Dari Lisan ke Khatam: Jalan Spiritual
Salah satu aspek yang jarang dibahas tetapi sangat penting dalam tradisi membaca Al-Qur’an di Nusantara adalah khataman. Dalam kitab Manhaj al-Tilawah karya ulama Minangkabau abad ke-18, disebutkan bahwa khataman bukan hanya pencapaian, tetapi ritual pembaharuan diri.
Setiap kali seseorang khatam, maka ia diharapkan menjadi pribadi baru. Di beberapa daerah seperti Madura dan Lombok, acara khataman disertai dengan pembacaan doa bersama, selamatan, dan pembacaan kisah Nabi Muhammad. Ini menunjukkan bahwa Al-Qur’an bukan hanya dibaca, tetapi dijadikan medium pertautan sosial, spiritual, dan kultural.
Di pesantren-pesantren tua, khataman dilakukan dengan tartil, satu per satu, malam demi malam. Tidak tergesa. Tidak mencari cepat. Bahkan ada yang khatam satu kali dalam dua tahun. Karena tujuannya bukan banyak, tetapi dalam.
Tradisi yang Terancam?
Namun, tradisi ini hari ini menghadapi tantangan. Dalam era digital, membaca Al-Qur’an mulai tergantikan oleh aplikasi dan kecepatan. Banyak yang lebih bangga mengkhatamkan Al-Qur’an dalam satu malam, daripada memahami satu ayat secara perlahan. Dan banyak anak muda yang lebih fasih melafalkan bahasa Korea daripada membaca surah pendek dengan tartil.
Kitab-kitab klasik mulai ditinggalkan. Bahkan, di beberapa pesantren, pelajaran tentang adab membaca Al-Qur’an hanya diberikan sepintas. Padahal, justru di situlah ruhnya. Tanpa adab, bacaan menjadi kosong. Tanpa rasa, suara menjadi gema yang hampa.
Kita perlu kembali membuka kitab-kitab klasik. Bukan karena kita anti-modern, tetapi karena dari sana kita belajar makna terdalam dari membaca.
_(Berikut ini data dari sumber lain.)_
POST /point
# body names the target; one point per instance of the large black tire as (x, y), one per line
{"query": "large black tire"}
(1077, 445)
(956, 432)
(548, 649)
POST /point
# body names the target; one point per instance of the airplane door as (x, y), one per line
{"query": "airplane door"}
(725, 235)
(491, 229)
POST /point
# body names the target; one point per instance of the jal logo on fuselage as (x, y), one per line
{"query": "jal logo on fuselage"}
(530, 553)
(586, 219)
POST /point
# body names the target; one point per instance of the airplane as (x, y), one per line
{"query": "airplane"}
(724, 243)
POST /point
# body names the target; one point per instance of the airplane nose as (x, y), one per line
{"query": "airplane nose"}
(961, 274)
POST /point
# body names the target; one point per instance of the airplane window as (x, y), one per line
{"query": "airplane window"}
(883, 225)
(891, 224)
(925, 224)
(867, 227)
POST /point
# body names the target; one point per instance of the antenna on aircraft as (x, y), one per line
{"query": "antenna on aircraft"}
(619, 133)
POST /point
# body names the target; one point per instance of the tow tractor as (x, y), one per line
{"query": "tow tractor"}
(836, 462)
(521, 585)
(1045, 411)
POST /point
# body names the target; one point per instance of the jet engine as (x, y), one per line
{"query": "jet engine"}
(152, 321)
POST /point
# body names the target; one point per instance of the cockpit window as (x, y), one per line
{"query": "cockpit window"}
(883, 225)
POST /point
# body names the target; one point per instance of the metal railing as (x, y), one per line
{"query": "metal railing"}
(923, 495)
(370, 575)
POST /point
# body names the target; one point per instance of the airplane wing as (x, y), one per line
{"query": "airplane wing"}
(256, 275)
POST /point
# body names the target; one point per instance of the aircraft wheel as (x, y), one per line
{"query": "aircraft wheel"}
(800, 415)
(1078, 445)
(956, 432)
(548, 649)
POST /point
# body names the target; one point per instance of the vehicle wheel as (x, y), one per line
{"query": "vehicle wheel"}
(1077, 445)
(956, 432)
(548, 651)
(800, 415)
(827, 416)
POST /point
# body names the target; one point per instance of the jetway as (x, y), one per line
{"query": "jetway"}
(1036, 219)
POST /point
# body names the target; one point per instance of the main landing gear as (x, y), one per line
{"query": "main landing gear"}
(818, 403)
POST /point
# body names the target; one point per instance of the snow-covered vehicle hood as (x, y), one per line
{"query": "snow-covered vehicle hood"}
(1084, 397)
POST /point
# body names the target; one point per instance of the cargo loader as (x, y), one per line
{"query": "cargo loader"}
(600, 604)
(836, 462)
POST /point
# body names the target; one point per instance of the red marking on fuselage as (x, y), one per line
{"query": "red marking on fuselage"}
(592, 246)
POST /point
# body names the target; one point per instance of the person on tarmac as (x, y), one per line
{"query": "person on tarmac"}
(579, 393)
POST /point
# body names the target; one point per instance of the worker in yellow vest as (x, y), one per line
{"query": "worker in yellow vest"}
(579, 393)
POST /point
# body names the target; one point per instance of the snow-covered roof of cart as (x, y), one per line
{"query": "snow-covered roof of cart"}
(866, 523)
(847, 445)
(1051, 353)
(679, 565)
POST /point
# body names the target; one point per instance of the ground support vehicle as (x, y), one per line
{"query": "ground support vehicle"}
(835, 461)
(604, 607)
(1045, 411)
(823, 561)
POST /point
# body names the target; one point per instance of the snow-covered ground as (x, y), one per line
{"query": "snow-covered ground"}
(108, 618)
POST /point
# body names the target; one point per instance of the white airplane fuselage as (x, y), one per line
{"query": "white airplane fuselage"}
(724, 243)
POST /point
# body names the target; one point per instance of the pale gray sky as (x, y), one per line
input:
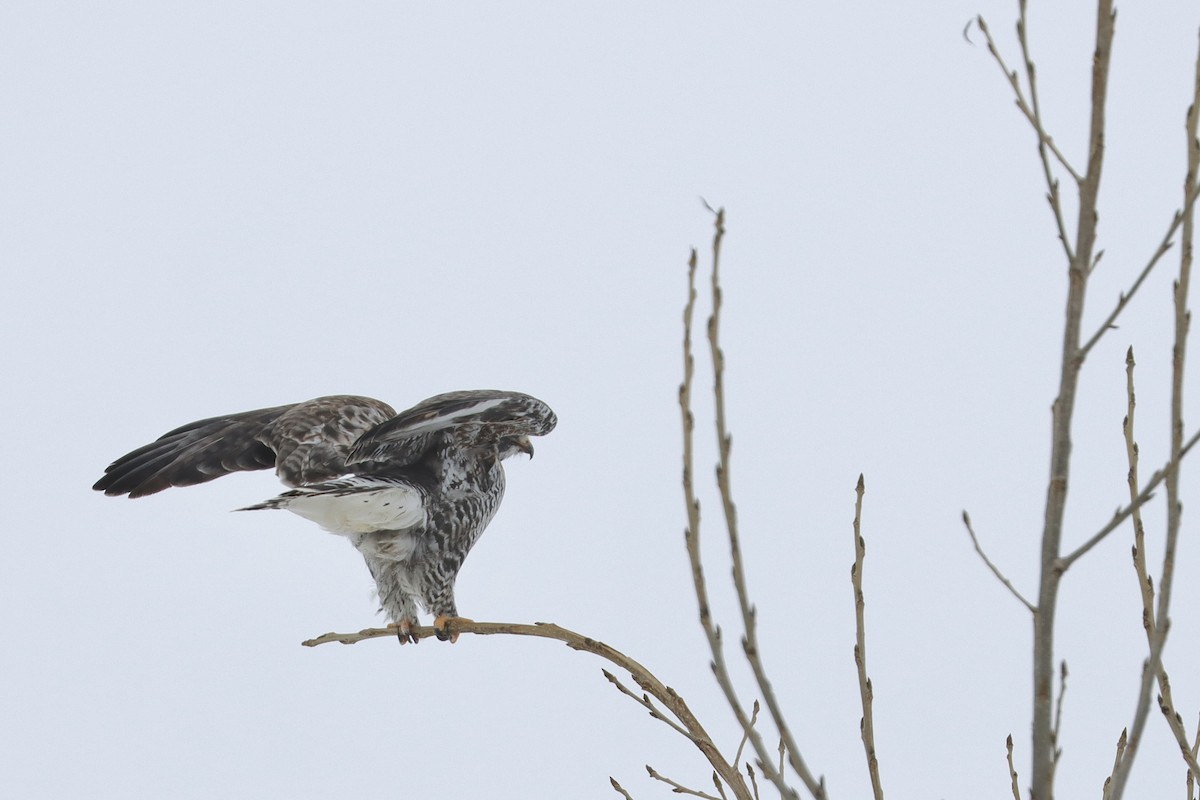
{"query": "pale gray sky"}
(208, 208)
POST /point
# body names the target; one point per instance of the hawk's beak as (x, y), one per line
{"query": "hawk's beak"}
(525, 445)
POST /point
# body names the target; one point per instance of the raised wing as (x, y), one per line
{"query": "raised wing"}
(306, 443)
(469, 417)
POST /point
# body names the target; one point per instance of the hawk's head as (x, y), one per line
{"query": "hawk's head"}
(513, 445)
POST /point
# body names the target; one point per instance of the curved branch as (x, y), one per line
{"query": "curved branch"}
(641, 675)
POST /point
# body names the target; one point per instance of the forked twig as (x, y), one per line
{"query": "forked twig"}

Bahwa membaca itu bukan hanya tindakan fisik, tapi laku spiritual.
Menyulam Kembali Tradisi
Sudah waktunya para pendidik, pengasuh pesantren, guru-guru ngaji, dan para orang tua mulai menanamkan kembali tradisi membaca Al-Qur’an dengan cinta, rasa, dan ilmu. Kita bisa mulai dengan memperkenalkan kembali kitab-kitab klasik seperti Sabilal Muhtadin, Adabul Qur’an, atau bahkan nadzhoman-nadzhoman sederhana yang bisa dinyanyikan bersama anak-anak.
Bukan hal yang mustahil membuat lomba langgam ngaji daerah, atau membuat podcast yang membacakan kitab klasik tentang tajwid. Tradisi itu tak harus kaku. Ia bisa disulam dengan kreativitas zaman kini, asal ruhnya tetap dijaga.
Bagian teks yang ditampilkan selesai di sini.